Так же и ты, папа. Закончился, исполнив свой долг. После продажи дома ты стал совсем плох, а мне удавалось навещать тебя все реже. Мне так жаль… Ты не представляешь, насколько я ненавидел себя в тот день, когда тебя не стало!
И чего мне стоило выбить тот внеплановый отпуск, чтобы с тобой попрощаться. Хотя нет... Ты знаешь, как никто другой.
— Капитан? Вы готовы?
— Да, компьютер, я готов.
Переключаю управление на бортовой компьютер. Надеваю скафандр и беру тебя в руки. Мелькает мысль, что все, что от тебя осталось, это горстка пепла, но я гоню ее прочь.
Мы проходим в шлюз. Из динамиков звучит:
— Открытие шлюза через три секунды… две… одну.
Меня срывает с места, будто сзади схватили волки из твоих сказок.

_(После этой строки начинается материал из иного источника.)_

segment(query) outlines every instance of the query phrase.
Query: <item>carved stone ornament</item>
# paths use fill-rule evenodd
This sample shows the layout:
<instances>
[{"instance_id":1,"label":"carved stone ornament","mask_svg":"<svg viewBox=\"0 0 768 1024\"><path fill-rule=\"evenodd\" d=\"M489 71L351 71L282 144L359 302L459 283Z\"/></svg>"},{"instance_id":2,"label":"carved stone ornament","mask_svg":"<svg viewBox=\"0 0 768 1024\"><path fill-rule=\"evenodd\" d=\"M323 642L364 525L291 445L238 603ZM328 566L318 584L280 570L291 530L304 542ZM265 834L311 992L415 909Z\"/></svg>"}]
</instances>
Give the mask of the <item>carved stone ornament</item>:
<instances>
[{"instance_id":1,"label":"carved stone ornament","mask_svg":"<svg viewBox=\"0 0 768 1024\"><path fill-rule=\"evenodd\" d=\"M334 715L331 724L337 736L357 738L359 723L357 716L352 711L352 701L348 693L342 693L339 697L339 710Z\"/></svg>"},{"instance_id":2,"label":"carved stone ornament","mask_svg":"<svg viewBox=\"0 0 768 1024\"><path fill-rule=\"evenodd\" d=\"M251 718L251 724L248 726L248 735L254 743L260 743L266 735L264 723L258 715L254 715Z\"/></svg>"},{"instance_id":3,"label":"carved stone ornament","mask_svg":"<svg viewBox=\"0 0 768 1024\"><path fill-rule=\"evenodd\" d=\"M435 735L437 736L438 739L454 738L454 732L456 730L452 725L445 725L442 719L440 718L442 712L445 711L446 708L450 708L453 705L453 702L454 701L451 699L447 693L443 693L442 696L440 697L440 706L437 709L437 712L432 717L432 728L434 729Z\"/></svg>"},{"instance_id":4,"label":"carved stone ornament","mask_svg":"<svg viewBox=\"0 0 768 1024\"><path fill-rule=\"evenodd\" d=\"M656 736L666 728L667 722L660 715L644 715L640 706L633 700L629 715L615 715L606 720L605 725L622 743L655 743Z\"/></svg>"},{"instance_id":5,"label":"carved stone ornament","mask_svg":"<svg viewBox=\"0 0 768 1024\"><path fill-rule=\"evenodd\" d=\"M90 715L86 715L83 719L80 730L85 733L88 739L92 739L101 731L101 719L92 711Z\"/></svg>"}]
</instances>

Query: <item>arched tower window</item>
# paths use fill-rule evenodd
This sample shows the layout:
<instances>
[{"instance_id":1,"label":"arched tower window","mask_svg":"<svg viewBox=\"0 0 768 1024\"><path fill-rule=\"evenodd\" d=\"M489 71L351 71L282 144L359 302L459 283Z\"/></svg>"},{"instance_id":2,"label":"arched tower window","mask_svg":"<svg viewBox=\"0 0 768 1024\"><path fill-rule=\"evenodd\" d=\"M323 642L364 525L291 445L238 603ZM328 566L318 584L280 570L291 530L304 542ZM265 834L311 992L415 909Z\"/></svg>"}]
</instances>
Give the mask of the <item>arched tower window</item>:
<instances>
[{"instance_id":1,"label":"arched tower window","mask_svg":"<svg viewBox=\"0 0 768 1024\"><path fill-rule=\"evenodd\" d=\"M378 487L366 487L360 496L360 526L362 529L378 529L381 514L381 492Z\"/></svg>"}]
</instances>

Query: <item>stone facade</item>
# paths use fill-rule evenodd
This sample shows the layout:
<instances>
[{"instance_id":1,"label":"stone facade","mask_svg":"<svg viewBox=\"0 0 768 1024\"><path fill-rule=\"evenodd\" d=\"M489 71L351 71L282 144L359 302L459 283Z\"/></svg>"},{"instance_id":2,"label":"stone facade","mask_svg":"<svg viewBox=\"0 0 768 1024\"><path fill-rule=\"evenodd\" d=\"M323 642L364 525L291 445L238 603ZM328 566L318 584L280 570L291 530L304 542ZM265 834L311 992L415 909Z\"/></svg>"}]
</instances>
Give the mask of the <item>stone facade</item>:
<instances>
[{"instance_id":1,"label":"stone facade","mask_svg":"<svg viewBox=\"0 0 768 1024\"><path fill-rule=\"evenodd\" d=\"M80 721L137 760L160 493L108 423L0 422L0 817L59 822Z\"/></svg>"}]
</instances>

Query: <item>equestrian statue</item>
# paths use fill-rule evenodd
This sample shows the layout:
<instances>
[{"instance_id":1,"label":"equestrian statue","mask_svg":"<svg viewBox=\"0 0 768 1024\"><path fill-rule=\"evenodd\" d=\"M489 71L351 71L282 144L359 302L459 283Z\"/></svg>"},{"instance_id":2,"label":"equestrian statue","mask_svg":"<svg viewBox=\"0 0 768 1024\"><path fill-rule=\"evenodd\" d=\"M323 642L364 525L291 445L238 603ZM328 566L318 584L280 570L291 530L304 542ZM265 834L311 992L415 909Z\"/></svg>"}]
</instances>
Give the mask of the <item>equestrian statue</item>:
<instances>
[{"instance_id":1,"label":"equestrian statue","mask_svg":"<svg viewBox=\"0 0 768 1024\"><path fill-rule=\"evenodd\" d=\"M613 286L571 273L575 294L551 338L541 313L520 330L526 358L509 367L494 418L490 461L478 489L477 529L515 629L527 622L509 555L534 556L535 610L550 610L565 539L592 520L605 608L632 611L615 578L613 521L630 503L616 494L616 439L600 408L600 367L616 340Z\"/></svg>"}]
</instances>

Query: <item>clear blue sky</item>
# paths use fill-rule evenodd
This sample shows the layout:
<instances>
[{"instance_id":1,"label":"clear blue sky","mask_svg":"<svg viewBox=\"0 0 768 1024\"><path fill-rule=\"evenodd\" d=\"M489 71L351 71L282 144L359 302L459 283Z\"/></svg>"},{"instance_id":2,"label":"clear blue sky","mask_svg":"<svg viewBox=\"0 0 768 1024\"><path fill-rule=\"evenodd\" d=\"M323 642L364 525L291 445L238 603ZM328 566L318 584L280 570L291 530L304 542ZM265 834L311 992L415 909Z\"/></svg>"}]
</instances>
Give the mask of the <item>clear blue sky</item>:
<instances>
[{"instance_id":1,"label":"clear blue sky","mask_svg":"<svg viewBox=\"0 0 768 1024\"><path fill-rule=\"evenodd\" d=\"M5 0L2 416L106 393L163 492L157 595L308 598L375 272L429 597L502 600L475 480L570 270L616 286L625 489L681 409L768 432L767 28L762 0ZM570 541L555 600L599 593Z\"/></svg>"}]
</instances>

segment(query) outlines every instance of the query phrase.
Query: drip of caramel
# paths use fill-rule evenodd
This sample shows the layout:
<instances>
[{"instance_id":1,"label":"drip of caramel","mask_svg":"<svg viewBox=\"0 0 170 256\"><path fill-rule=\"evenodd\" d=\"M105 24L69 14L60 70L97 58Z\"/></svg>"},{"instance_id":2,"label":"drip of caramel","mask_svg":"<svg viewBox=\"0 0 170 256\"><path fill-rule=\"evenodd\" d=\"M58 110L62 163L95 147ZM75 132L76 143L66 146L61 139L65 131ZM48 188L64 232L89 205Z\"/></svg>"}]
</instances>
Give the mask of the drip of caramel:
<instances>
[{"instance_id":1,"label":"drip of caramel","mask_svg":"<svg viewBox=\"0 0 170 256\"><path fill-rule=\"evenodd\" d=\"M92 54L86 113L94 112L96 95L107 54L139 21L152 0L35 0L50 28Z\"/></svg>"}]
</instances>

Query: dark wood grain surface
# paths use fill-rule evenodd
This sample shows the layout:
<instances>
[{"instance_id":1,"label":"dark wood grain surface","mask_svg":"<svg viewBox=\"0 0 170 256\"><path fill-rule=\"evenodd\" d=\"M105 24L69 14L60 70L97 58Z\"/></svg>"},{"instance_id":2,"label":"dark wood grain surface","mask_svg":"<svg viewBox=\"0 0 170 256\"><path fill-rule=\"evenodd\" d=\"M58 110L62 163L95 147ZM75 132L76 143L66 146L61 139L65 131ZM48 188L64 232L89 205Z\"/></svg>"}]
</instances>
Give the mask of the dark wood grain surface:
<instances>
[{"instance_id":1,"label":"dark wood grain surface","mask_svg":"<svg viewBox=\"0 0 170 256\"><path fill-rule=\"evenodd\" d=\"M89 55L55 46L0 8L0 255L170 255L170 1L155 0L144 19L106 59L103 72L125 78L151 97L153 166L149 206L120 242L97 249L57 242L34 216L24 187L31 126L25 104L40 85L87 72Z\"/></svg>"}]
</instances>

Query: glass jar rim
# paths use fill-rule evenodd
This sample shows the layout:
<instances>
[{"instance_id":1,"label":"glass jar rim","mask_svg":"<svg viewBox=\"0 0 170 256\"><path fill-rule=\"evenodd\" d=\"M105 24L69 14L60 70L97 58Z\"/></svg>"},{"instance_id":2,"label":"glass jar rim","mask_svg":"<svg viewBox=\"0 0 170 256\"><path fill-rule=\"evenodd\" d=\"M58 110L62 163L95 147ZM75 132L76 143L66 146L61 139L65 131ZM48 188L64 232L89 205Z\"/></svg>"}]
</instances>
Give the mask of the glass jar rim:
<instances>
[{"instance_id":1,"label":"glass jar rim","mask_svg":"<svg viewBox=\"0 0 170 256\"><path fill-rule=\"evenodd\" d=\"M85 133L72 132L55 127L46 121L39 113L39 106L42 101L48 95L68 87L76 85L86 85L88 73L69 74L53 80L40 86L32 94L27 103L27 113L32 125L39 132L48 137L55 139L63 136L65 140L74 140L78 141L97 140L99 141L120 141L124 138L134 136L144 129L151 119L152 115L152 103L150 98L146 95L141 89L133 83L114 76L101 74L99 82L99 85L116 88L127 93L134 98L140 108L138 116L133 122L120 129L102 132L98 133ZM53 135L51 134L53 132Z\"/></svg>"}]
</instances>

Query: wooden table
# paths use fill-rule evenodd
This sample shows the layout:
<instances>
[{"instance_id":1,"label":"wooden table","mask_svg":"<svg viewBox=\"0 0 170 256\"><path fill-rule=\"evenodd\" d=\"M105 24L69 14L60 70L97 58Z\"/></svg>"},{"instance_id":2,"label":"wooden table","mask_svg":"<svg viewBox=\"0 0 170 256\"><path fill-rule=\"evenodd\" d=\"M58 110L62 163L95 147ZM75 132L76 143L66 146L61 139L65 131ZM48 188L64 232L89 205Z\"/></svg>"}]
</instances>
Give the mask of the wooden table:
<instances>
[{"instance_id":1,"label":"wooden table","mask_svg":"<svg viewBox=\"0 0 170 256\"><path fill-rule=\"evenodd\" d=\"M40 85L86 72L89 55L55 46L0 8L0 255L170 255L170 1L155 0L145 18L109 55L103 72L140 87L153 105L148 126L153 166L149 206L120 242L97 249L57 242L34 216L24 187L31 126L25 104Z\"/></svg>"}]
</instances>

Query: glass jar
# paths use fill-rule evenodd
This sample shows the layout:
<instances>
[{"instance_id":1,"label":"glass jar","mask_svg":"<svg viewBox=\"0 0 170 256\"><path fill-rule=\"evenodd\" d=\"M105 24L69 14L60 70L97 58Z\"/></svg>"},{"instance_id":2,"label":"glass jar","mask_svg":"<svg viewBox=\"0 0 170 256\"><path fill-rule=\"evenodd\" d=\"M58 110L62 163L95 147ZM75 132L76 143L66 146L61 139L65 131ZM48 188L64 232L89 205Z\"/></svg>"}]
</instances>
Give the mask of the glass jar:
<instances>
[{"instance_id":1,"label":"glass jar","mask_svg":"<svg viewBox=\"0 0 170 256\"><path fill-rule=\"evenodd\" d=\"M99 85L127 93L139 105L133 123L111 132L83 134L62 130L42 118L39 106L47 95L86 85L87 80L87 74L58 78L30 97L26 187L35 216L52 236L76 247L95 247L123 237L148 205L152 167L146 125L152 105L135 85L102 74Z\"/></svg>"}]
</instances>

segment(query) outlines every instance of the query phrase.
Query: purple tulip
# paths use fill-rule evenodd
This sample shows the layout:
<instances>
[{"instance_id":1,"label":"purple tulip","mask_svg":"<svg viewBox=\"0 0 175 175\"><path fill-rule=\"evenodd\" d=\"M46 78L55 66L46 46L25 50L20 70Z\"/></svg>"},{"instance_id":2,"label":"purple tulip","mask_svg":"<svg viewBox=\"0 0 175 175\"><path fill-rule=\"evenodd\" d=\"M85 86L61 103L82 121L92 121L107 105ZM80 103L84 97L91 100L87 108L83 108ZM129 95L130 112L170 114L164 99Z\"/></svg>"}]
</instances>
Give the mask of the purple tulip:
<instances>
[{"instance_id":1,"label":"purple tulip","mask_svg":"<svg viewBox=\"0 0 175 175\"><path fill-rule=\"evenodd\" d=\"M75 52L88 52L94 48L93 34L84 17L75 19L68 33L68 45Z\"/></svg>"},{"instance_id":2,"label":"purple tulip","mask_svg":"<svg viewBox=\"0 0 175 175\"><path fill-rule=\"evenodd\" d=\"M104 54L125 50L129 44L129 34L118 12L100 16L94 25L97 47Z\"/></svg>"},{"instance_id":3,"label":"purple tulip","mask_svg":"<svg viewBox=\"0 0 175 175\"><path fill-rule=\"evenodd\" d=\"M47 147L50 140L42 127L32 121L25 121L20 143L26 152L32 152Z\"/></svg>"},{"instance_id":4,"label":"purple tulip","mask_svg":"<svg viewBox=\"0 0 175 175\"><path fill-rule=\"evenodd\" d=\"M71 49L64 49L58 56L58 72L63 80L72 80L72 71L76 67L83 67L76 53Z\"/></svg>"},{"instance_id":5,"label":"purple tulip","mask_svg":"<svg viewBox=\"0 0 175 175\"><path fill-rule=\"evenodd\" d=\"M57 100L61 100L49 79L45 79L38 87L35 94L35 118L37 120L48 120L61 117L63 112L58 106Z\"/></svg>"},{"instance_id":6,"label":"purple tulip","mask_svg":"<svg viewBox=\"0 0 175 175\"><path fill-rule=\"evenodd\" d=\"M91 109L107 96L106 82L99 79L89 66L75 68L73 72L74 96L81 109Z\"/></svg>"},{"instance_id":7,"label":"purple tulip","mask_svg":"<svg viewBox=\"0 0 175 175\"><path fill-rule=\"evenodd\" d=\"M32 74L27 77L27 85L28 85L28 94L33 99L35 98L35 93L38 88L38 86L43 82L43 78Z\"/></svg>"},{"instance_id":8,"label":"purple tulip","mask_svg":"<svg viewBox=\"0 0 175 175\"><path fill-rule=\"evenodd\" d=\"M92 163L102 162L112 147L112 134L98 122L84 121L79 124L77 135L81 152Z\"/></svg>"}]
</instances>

Выносит в открытый космос, словно я пушинка без тела и массы. Инерция уносит меня все дальше от звездолета, все ближе к краю Вселенной, все ближе к свободе.
Наконец, я торможу встроенным в скафандр маневровым двигателем. Зависаю в пустоте, где ничего нет. Только я и ты. Мой отец. Все, что от тебя осталось.
— Смотри, пап, — усмехаюсь сквозь слезы. — Ради такого стоило постараться, а?
Я отпускаю урну. Твоя свобода становится вечной.